First, make sure they can't perform an SQL injection. This is probably what they did. This is normally caused from input fields that are executed. The person doing it just has to type in an SQL command.
You can see details on this here.
Oh, welcome to StackOverflow.com! I hope you enjoy the site!
In addition to the DalexL answer, please check that you have a strong password to connect to your database.
I'm pretty sure this didn't happen to the original poster, but deceptive companies have been known to send "bills" to companies with web sites. The fine print in the "bills" transferred the domain from the company to the deceptive company.

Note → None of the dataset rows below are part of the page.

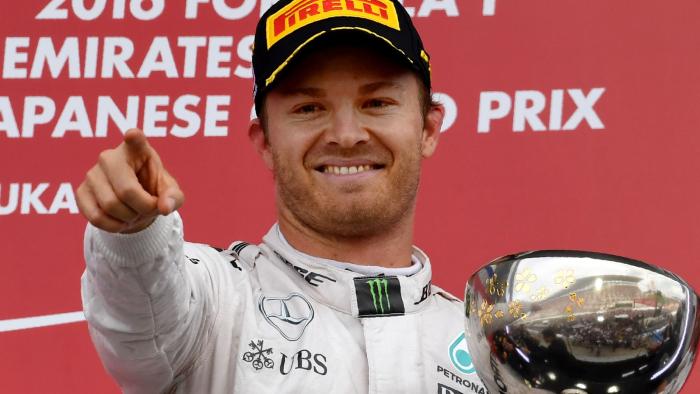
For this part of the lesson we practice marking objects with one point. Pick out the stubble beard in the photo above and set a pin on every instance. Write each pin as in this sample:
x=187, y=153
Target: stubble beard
x=349, y=216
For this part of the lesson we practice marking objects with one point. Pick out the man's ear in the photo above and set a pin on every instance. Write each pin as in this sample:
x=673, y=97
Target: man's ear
x=431, y=129
x=259, y=139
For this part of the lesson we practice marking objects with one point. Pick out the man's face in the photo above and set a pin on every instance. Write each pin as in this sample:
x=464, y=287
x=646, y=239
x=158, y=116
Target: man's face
x=345, y=140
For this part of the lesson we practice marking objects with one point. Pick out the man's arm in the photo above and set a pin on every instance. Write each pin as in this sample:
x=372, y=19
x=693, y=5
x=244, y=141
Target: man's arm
x=145, y=306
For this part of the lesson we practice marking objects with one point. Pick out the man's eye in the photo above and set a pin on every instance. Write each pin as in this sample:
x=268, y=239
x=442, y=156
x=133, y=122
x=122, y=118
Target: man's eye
x=308, y=109
x=376, y=103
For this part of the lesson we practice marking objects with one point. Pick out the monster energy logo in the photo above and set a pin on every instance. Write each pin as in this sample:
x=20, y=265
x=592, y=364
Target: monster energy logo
x=379, y=288
x=378, y=296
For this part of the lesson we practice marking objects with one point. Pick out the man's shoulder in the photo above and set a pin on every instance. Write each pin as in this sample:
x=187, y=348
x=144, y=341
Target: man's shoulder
x=443, y=296
x=239, y=255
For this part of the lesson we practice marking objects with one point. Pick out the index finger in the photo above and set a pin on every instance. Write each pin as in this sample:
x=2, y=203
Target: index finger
x=123, y=180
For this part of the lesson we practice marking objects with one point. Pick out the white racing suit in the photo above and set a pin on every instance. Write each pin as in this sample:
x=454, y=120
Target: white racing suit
x=176, y=317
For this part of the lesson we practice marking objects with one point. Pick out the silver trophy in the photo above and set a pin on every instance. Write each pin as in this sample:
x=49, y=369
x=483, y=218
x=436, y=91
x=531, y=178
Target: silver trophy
x=580, y=322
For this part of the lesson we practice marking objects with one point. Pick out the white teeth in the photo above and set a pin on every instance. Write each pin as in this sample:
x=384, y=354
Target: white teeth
x=346, y=170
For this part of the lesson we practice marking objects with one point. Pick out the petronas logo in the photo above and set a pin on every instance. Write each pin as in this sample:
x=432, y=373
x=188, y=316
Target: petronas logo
x=379, y=289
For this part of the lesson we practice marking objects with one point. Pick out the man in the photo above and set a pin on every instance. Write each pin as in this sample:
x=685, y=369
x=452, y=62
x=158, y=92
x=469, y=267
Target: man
x=335, y=299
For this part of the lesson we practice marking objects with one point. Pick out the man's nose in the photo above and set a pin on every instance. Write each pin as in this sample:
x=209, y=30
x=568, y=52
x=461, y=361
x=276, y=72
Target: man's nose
x=346, y=129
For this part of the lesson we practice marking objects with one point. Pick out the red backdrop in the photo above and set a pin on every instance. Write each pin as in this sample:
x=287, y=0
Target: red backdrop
x=573, y=126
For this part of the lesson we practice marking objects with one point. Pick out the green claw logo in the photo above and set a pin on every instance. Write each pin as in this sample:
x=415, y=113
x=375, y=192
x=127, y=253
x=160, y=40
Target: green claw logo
x=379, y=290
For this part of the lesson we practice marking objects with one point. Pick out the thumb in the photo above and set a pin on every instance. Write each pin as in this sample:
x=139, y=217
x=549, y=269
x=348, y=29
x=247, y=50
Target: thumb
x=170, y=196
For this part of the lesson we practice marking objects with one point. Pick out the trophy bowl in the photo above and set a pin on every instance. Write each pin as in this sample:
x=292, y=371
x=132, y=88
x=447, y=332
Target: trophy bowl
x=580, y=322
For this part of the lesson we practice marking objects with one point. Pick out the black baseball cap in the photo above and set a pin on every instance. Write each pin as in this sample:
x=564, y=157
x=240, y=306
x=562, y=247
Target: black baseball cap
x=291, y=27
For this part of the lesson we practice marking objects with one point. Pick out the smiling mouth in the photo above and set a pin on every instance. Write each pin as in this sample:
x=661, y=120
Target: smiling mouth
x=347, y=170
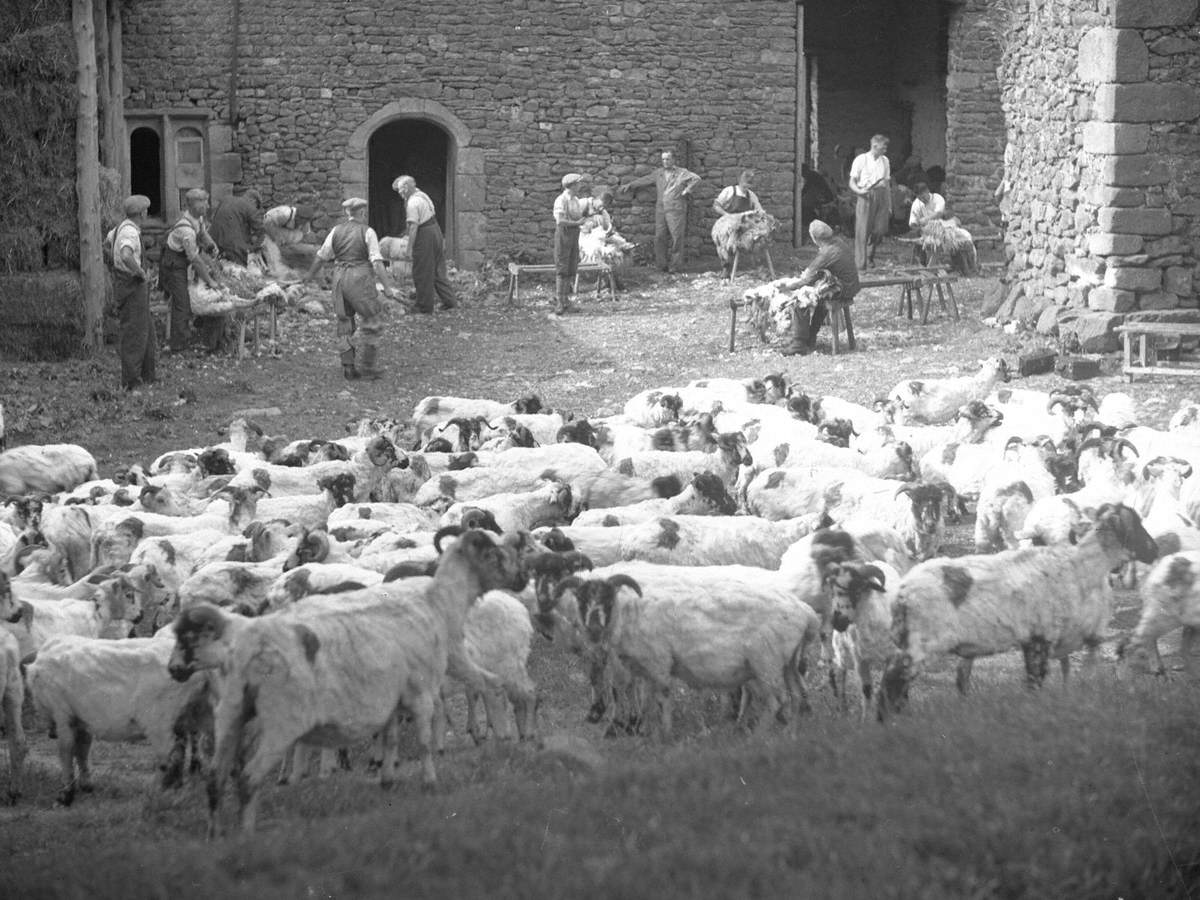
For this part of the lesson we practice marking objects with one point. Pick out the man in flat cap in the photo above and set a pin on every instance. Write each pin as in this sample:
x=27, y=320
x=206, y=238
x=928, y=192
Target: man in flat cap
x=237, y=225
x=569, y=214
x=835, y=256
x=136, y=340
x=359, y=279
x=675, y=185
x=426, y=247
x=185, y=240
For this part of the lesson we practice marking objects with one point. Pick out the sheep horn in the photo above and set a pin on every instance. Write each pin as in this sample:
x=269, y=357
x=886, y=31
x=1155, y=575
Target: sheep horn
x=571, y=582
x=447, y=532
x=618, y=581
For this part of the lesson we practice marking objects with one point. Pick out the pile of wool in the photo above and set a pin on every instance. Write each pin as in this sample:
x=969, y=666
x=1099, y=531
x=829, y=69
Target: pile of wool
x=949, y=239
x=772, y=305
x=742, y=231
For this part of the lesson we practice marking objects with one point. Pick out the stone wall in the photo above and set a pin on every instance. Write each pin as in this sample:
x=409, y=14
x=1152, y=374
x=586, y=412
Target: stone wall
x=1102, y=100
x=975, y=119
x=531, y=89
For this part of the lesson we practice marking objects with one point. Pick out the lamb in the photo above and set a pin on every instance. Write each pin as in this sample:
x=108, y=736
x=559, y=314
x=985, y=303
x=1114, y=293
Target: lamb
x=1050, y=601
x=45, y=468
x=431, y=411
x=861, y=598
x=706, y=496
x=691, y=540
x=712, y=627
x=546, y=505
x=112, y=690
x=1170, y=600
x=516, y=469
x=934, y=401
x=342, y=673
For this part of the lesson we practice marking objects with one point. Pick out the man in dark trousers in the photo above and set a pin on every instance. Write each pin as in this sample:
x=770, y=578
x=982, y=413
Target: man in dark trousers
x=184, y=243
x=838, y=257
x=358, y=281
x=237, y=225
x=136, y=340
x=426, y=247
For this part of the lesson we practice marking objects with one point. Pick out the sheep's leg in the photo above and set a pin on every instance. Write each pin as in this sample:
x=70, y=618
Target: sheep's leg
x=424, y=709
x=1037, y=659
x=1187, y=645
x=66, y=737
x=963, y=675
x=16, y=732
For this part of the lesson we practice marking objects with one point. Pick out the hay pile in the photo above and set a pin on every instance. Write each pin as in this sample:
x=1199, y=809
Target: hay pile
x=742, y=232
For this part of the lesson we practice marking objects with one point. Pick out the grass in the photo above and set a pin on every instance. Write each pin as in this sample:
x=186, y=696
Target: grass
x=1086, y=792
x=1081, y=793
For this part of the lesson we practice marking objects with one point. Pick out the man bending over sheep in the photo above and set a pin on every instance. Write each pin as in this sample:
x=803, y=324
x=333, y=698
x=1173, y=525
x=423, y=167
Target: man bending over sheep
x=354, y=249
x=837, y=257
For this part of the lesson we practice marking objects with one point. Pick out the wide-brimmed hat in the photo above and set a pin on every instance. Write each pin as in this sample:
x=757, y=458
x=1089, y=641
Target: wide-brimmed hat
x=136, y=204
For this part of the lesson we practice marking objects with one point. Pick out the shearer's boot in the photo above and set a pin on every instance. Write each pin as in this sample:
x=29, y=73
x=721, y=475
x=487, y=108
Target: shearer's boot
x=799, y=343
x=367, y=364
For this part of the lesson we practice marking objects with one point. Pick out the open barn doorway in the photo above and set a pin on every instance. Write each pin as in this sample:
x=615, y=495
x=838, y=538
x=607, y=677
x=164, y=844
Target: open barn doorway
x=407, y=147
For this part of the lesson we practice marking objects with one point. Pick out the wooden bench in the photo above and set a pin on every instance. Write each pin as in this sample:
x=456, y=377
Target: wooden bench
x=922, y=282
x=1147, y=354
x=600, y=269
x=839, y=318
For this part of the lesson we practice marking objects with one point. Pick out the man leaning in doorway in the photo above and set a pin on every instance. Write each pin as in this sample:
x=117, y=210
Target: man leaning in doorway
x=675, y=185
x=870, y=179
x=185, y=240
x=426, y=247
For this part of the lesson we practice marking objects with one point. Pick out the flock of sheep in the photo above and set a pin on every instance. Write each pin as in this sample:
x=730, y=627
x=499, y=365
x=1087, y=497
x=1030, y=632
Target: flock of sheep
x=275, y=597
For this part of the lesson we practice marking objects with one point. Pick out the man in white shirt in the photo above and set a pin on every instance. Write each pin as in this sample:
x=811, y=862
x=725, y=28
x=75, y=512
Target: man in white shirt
x=870, y=180
x=136, y=339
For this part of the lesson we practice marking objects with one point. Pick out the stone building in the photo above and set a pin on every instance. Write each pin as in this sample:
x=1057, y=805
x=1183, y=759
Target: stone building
x=489, y=102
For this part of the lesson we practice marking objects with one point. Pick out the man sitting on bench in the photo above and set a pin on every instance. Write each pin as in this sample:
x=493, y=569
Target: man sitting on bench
x=835, y=255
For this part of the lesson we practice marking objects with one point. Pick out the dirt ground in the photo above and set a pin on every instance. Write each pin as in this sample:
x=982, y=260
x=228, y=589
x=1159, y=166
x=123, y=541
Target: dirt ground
x=660, y=330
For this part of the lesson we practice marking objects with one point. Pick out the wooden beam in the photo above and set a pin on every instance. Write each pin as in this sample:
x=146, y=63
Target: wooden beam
x=802, y=130
x=91, y=262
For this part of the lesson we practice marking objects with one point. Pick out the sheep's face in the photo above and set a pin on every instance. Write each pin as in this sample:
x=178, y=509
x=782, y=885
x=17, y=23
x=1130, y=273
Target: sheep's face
x=198, y=631
x=850, y=585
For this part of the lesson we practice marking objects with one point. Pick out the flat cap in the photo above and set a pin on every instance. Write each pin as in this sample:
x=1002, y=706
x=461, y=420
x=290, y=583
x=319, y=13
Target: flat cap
x=820, y=231
x=136, y=204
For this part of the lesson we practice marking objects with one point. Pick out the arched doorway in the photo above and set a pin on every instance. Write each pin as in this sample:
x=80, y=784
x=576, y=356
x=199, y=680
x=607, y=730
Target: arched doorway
x=407, y=147
x=145, y=167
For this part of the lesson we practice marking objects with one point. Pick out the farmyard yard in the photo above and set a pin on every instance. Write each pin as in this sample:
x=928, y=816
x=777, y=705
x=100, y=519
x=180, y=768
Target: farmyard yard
x=1080, y=792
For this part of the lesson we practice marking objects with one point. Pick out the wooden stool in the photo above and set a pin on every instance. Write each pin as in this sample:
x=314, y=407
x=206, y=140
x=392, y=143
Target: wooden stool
x=839, y=316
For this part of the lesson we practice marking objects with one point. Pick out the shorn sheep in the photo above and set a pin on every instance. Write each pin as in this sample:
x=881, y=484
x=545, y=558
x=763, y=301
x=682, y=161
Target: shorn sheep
x=1170, y=600
x=1049, y=601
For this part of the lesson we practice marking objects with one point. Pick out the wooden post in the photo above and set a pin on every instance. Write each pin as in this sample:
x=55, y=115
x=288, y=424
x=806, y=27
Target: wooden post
x=117, y=94
x=802, y=129
x=91, y=262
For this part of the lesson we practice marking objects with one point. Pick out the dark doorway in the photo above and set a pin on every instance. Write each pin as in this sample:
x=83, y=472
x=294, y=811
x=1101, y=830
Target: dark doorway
x=145, y=167
x=406, y=147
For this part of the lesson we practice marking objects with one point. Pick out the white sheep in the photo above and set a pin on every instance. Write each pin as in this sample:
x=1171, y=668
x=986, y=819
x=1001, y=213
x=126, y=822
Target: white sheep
x=343, y=671
x=1170, y=600
x=112, y=690
x=934, y=401
x=1050, y=601
x=712, y=627
x=45, y=468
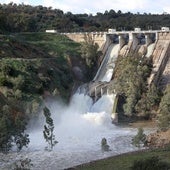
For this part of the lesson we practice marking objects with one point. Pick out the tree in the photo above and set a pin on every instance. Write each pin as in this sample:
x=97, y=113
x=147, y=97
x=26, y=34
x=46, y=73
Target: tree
x=89, y=50
x=12, y=127
x=48, y=129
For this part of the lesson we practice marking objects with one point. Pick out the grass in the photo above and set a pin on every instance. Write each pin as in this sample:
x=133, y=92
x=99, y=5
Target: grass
x=125, y=161
x=54, y=44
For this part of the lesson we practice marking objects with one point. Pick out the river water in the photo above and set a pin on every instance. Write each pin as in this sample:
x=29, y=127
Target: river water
x=79, y=129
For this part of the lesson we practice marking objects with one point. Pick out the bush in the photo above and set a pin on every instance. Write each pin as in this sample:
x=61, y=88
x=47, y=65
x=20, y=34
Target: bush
x=152, y=163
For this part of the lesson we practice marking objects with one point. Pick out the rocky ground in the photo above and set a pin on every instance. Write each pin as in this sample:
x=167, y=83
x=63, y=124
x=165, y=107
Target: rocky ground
x=158, y=139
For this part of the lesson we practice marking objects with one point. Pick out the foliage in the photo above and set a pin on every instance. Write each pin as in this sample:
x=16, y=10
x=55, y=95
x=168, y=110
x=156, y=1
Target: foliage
x=26, y=18
x=126, y=161
x=164, y=110
x=48, y=129
x=130, y=79
x=139, y=139
x=149, y=102
x=104, y=145
x=150, y=163
x=23, y=164
x=12, y=127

Here's one example: Domain Registry of America scam
If you allow users to upload images, you may have been a victim of a GIF exploit. If your server settings aren't secure, viewing a GIF with embedded PHP code in it will execute the code. Check if you can find any .gif.php (or .php.gif) files on your system, they may still be there if the hacker forgot to clean up after himself.
If HTMLPURIFIER is implemented correctly for all db facing inputs then you should evaluate how you are transmitting your logins. Are you pre-hashing before submit on the client side.
I would assume that the reason is there is an input on a form that is unfiltered and it is letting some SQL injected code through.